La première cause dans cette « fausse identification » est d’abord la similitude inhabituelle entre la trace révélée sur les sacs d’explosifs et l’empreinte de Brandon Mayfield. Mais malgré cette similitude les experts du FBI auraient du pouvoir discriminer la trace et l’empreinte et conclure différemment. Il ne fait aucun doute que ceux-ci ont commis des erreurs méthodologiques comme l’a montré le rapport déclassifié du bureau de l’inspection générale du département de justice américain. Plusieurs causes sont à l’origine de cette erreur parmi lesquelles :
- Le nombre inhabituel de similitudes. Sur la trace, dix minuties identifiées comme des arrêts de ligne et des bifurcations ont été retrouvées sur l’empreinte de Mayfield. Même si ces types de minuties sont fréquentes sur les empreintes digitales le fait de les retrouver au même endroit, dans le même sens et avec le même nombre de crêtes entre elles est un fait relativement rare.

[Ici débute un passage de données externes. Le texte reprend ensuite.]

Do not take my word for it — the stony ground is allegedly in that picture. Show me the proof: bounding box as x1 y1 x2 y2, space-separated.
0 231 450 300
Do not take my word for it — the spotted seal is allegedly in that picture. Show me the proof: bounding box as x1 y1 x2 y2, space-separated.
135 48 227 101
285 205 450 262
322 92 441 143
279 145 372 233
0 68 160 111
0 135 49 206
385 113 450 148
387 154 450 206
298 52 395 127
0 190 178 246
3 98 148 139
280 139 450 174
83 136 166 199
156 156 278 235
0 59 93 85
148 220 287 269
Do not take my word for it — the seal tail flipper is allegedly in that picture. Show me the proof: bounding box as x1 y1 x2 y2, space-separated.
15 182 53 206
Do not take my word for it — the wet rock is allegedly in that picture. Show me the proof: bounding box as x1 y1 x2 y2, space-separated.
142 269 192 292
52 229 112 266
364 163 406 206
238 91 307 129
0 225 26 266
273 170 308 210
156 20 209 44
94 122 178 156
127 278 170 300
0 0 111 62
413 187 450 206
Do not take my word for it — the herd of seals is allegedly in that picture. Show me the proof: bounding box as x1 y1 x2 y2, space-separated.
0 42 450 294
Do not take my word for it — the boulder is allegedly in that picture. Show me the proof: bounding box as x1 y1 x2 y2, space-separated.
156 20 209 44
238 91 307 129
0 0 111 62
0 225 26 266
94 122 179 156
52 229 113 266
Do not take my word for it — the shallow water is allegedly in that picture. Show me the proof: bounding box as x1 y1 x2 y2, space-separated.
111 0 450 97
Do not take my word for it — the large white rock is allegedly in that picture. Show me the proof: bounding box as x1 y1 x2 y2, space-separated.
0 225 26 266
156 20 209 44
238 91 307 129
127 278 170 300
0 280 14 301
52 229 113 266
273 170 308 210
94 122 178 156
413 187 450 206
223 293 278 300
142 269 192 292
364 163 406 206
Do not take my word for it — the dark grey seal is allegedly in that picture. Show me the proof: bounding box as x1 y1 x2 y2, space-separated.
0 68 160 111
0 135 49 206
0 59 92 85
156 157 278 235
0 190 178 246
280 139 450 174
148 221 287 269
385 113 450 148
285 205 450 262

- Le biais de confirmation des experts. Le fait de trouver dix minuties concordantes entre la trace et l’empreinte a influencé le raisonnement des experts qui ne cherchaient ensuite que d’autres points caractéristiques concordant pour confirmer l’identification. Cela a induit les experts à identifier des minuties qui n’étaient pas bien définis sur la trace digitale incriminée.
- La prise en compte de caractéristiques de niveau 3 dites « de détail » dans l’identification. Les experts ont utilisé certains détails comme la forme des crêtes ou la présence de pores pour identifier l’empreinte de Mayfield. Mais, à la différence du type et de la position des minuties, les caractéristiques de détails du dessin d’une trace digitale peuvent varier légèrement en fonction du mode de révélation, de la pression….
- La mauvaise interprétation des experts pour les différences observées. En dactylotechnie, il existe une règle selon laquelle une seule différence « inexplicable » entre une trace et une empreinte doit permettre de conclure par la négative à une identification. Or, dans le cas de Mayfield, les « traceurs » ont observé plusieurs différences entre des minuties présentes sur la zone en haut à gauche de la trace et absentes sur l’empreinte de Mayfield. Au lieu de conclure à l’exclusion du suspect, les experts ont expliqué qu’il se pouvait que la zone en haut à gauche puisse provenir d’un autre doigt ou d’une autre trace. Malgré la relative « uniformité » de la trace les experts ont donné cette explication qui s’est ensuite avérée fausse.
- La mauvaise qualité de l’image de la trace. Durant toute leur analyse les experts ont travaillé sur une image de la trace envoyée par la police espagnole et non sur la trace originale. Cette image était de faible qualité et ne permettait pas de différencier certaines minuties qui pouvaient être soit des arrêts de ligne soit des bifurcations. De plus l’examen de la trace originale sur le sac plastique bleu permettait de constater que la trace faisait partie de trois traces simultanées et qu’il devait probablement s’agir d’un médius droit. Or le FBI a identifié le médius gauche de Mayfield.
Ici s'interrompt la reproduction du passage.